AUGUSTA — When it comes to picking apples to press into cider, sweeter is not better.

“You don’t want to use a sweet apple for cider,” said Jay Adams as he turned a wheel to grind apples into bits. “The fermenting process makes it sweet.”

Adams, executive director of the Viles Aboretum, hosted a cider-pressing workshop for the public on Monday. Apples, mostly McIntosh donated by orchards in the area, were ground on a hand-powered mill that Adams built from a kit more than 20 years ago.

“If we really had an 18th-century press here, it would be much bigger and horse-powered,” Adams said.

While McIntosh apples are sweet, Adams pointed out that the people who turned out for the workshop were not really making cider.
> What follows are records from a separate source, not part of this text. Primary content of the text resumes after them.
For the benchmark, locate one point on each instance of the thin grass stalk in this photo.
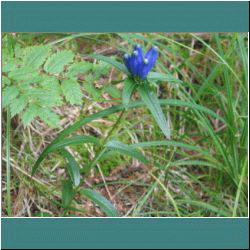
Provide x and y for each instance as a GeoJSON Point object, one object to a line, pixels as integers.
{"type": "Point", "coordinates": [8, 197]}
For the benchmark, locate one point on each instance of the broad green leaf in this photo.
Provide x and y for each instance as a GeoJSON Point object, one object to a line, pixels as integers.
{"type": "Point", "coordinates": [35, 56]}
{"type": "Point", "coordinates": [79, 68]}
{"type": "Point", "coordinates": [18, 104]}
{"type": "Point", "coordinates": [9, 94]}
{"type": "Point", "coordinates": [29, 114]}
{"type": "Point", "coordinates": [55, 64]}
{"type": "Point", "coordinates": [128, 87]}
{"type": "Point", "coordinates": [74, 140]}
{"type": "Point", "coordinates": [111, 61]}
{"type": "Point", "coordinates": [114, 109]}
{"type": "Point", "coordinates": [154, 106]}
{"type": "Point", "coordinates": [24, 73]}
{"type": "Point", "coordinates": [73, 167]}
{"type": "Point", "coordinates": [72, 91]}
{"type": "Point", "coordinates": [126, 149]}
{"type": "Point", "coordinates": [88, 87]}
{"type": "Point", "coordinates": [67, 193]}
{"type": "Point", "coordinates": [105, 205]}
{"type": "Point", "coordinates": [154, 76]}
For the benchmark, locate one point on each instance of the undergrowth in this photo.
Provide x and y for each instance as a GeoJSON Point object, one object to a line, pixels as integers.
{"type": "Point", "coordinates": [123, 162]}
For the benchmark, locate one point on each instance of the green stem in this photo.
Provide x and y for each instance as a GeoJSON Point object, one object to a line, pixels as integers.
{"type": "Point", "coordinates": [8, 197]}
{"type": "Point", "coordinates": [102, 150]}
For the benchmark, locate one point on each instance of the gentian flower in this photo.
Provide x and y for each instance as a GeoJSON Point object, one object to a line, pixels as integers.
{"type": "Point", "coordinates": [139, 65]}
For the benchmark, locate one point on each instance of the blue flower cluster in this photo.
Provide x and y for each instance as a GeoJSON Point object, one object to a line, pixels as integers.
{"type": "Point", "coordinates": [139, 65]}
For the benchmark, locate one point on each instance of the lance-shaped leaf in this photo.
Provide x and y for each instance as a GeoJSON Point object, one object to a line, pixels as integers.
{"type": "Point", "coordinates": [105, 205]}
{"type": "Point", "coordinates": [63, 142]}
{"type": "Point", "coordinates": [128, 87]}
{"type": "Point", "coordinates": [154, 76]}
{"type": "Point", "coordinates": [76, 126]}
{"type": "Point", "coordinates": [152, 102]}
{"type": "Point", "coordinates": [111, 61]}
{"type": "Point", "coordinates": [67, 193]}
{"type": "Point", "coordinates": [73, 167]}
{"type": "Point", "coordinates": [126, 149]}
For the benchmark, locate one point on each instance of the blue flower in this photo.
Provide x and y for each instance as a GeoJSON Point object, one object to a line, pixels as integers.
{"type": "Point", "coordinates": [139, 65]}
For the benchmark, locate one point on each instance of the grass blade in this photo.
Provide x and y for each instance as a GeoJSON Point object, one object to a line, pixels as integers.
{"type": "Point", "coordinates": [9, 210]}
{"type": "Point", "coordinates": [67, 193]}
{"type": "Point", "coordinates": [73, 167]}
{"type": "Point", "coordinates": [114, 109]}
{"type": "Point", "coordinates": [128, 88]}
{"type": "Point", "coordinates": [114, 63]}
{"type": "Point", "coordinates": [126, 149]}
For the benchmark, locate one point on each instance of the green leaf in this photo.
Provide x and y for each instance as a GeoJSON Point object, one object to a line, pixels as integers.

“Strictly speaking, what we’re doing is making apple juice,” Adams said. “It’s not cider until it ferments.”

The clear, cool day helped create the ideal mood for cider-making.

Leah and Geneva Smith, ages 7 and 9, who attended the workshop with their parents, Mike and Jodi Smith of Gardiner, delighted in turning the grinding wheel and then turning the press to force out the juice.

The process starts, naturally, with apples, which are cut in half and tossed into a hopper. A wooden cover is placed over the hopper as the grinder is turned. The ground bits then fall into a small half-barrel made of wooden slats. The slats are covered by a cheesecloth-like material that allows the juice to pass when the apple bits are pressed.

The press squeezes down on the apples as the handle is cranked, forcing juice through the cloth and barrel slats onto a wooden tray below the barrel.

The juice then trickles through holes in the tray into a container below.

Adams gave a history lesson of apples and cider-making as he oversaw the pressing. For instance, all of the apple varieties we know about originated in someone’s cider orchard.

“Every McIntosh apple has one tree way back as its parent,” Adams said.

Each apple seed carries every gene. That means if you plant a McIntosh seed, you could get virtually any variety of apple tree.

“It doesn’t retain the characteristics of its parents,” Adams said.

Specific varieties can be replicated only by grafting branches onto trees.

The arboretum has two orchards, one with apple varieties developed in Maine, the other filled with seedling trees from Kazakhstan, the apple’s original home.

“In Kazakhstan, they have whole forests of wild apples,” Adams said.